Speaking at the Children's Issues Centre national seminar in Dunedin on Saturday, Prof Durrant said other British countries had focused on the protection of adults rather than the protection of children as New Zealand had done.

"New Zealand's law is unique among those of the Anglo countries because it does not attempt to define `reasonable' corporal punishment, but prohibits all of it.

"We have just not made the message clear," she said.

In her country, Canada, "reasonable" could be defined as "transitory and trifling" force; in Texas "reasonable" ranged from the use of "non-deadly force".

These laws ended up failing to provide children with full protection and still condoned some level of violence towards them, she said.

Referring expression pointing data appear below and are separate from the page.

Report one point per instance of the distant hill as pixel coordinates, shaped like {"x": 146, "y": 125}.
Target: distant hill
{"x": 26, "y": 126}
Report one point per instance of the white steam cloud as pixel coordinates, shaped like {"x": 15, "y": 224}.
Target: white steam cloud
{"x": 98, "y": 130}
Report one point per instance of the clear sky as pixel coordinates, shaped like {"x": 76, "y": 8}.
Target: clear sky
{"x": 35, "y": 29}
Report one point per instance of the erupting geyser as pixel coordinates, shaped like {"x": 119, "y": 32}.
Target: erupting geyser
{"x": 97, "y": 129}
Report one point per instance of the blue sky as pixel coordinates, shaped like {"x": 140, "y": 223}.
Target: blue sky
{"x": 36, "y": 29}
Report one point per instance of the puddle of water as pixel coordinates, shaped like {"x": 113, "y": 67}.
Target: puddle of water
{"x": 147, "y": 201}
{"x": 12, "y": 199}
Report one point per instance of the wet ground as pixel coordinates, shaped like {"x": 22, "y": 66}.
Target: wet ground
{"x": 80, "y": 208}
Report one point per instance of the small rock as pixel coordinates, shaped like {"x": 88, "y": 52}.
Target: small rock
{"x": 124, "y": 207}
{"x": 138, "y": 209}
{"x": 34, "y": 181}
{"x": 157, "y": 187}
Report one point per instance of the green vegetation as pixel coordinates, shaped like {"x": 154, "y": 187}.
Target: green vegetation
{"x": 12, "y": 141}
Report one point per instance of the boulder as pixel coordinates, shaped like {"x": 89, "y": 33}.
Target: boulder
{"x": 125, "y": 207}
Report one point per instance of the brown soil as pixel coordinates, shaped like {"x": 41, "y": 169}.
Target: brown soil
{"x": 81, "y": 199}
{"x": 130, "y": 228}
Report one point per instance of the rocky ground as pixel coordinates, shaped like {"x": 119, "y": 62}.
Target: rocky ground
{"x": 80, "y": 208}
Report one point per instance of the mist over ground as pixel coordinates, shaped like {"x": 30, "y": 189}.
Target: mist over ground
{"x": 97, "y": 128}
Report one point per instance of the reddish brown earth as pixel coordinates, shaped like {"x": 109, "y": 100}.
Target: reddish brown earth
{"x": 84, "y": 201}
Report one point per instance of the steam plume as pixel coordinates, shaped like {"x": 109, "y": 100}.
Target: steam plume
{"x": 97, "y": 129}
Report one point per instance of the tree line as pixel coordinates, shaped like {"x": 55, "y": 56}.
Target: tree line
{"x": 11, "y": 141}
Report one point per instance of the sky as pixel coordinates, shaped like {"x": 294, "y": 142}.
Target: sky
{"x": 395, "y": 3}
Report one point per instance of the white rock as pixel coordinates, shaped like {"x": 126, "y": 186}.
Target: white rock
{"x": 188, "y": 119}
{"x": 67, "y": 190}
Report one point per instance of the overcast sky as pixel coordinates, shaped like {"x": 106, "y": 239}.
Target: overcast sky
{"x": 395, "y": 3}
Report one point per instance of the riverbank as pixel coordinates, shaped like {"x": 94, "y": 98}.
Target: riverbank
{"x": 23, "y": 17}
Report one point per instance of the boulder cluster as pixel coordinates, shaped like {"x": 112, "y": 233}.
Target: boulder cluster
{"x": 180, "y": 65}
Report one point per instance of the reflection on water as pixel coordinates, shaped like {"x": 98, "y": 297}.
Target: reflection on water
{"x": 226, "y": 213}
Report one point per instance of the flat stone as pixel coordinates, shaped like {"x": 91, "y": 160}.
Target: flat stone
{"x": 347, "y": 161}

"New Zealand is the benchmark other countries should be aiming for."

The repeal of section 59 of the Crimes Act would result in fewer New Zealand children being smacked and would go some way towards removing violence from society, she said.

"This can only be a good thing, but more education is needed to educate people about the law and also to promote positive information about child development."

As a parent, Prof Durrant said she could relate to the frustration parents felt when they were in a supermarket and their toddler misbehaved.

"This has happened to me. People look at you and think 'she is a bad parent' or 'that kid needs a good smack'. But what they don't know is that my child was sick and I took him to the supermarket before he got over his sickness. All I had to do was to take him home.

"I believe that every time we smack a child, we have lost an opportunity to show them there is another way."